Big hugs. You do sound totally exhausted.
First. Is there anyone at all other than your DH who can step in and give you a hand?
I was on my own for DS's first year. I didn't have a single lay in until he was 19 months and I honestly know there are times you reach the end of what can be managed in terms of sleep deprivation. When I was absolutely at the breaking point I asked my mum for help (she was very little help even then, I really needed to be desperate) and I would get her to do the A time, the fun part of holding and cooing whilst I rested or tried to sleep or stepped out the door for a breath of fresh air. Then I took over again for nap time which was the hard part.
Is there anyone at all you can call in just for one or two days to help with one or two A times so you can nap?
Second. Has it been decided that reflux and allergies are all under control? Have you had meds checked for the right dosage etc?
My boy back arched and screamed his head off when he had reflux pain. However he could also back arch when he was UT as he was trying to show me he was not ready for a nap (so wouldn't snuggle into me for his wind down) and just to add to the mix he also back arched when he was ready for me to lay him down (if I didn't lay him down soon enough he would end up crying and back arching of course with him crying I thought I had to hold him but I learned that putting him down he could almost instantly stop crying with a little adapted shush/pat because he wanted his bed). Back arching in my mind can mean a few different things. Do you get a gut feeling or notice any slight difference in the back arching and crying perhaps? Maybe being aware next time you might notice something.

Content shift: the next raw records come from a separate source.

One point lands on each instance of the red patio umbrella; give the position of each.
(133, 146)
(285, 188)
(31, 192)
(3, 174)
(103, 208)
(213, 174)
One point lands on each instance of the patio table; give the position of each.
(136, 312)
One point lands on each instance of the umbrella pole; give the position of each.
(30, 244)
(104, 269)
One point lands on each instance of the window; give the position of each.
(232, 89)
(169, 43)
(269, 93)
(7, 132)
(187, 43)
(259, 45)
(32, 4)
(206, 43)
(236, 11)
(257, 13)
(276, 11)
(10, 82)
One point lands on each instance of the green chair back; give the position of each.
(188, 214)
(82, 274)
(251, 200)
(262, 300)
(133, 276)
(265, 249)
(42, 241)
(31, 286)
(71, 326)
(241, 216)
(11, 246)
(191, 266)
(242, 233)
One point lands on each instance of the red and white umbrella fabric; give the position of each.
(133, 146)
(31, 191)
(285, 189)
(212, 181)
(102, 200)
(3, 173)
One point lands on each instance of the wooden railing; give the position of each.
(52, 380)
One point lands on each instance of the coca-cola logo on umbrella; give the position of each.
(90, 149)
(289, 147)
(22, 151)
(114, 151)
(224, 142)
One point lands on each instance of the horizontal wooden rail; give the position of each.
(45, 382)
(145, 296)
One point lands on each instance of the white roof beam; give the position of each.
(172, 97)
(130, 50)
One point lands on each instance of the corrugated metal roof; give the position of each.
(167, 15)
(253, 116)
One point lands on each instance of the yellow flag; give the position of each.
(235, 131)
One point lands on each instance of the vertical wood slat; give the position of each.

If she is in pain there is no amount of sleep training which is going to stop her being in pain. You do need to be pretty sure the reflux/allergy/teething is controlled or medicated first.
Third. (and only if the point above is a 'yes') It seems to me the gentle increase of A times is not helping you (partly because she is not sleeping much, partly because it is like a long term sleep deprivation for you). Tracy increased A times far more rapidly than we tend to suggest here on the forums. For some LOs small increases are fine, even preferable. However, in your case it may be more productive to go for more of an 'all in' method. Grit your teeth and get a routine in place. Very hard for a few days and absolutely must be consistent but could have more rapid results for you. In the book Tracy begins a new routine with a LO by starting with the set times of when the nap should be, LO is kept awake by any means possible for that A time (Tracy said do a fan dance if necessary) then they are put to bed and helped to sleep (adapted shush/pat in your case). Regardless of how long it takes LO to get to sleep they are woken when the nap is timed to be over to begin their next A time - even if LO took so long to get to sleep that they have only slept 30 mins. They are got up and kept awake for the full next A time until the next nap is due. This may not be easy but I think that's where the fan dance comes in. When it is time for the next nap they are again put to bed and helped to sleep. If LO wakes before the nap is due to end you stay to resettle for 45 mins, if LO doesn't fall back to sleep you get her up and feed her (which may be a bit early). If LO falls asleep towards the end of the nap time you still wake her at the end of nap time to begin A time. It sounds harsh. It is certainly hard work. But it could be just the ticket for you./ What do you think?
If you choose to go forward on this you would need absolute consistency for several days. The idea is that you are not just 'helping' LO to sleep by soothing but you are 'teaching' her, 'telling' her that it is time to sleep. I would suggest a 4hr first A time with the other A times being a bit shorter.
Here is an example, this is not a set-in-stone routine but more of a starting point for working out a routine if you choose to go ahead. I'd welcome pps to comment on the suitability or changes which could be made to this sample routine before it's implemented and if they suggest a long nap with CN or two long naps with a later BT.
7 WU
A 4hr
S 11 - 12.30
A 3.5
S 4 - 4.40 CN (or 4-5.30 full nap)
A 3
BT 7.40 if there was a CN (or 8.30 if there was a full second nap)
Finally. It is important to keep reminding yourself this will not be for ever. you will get through this no matter who tired you feel now, this is just a phase.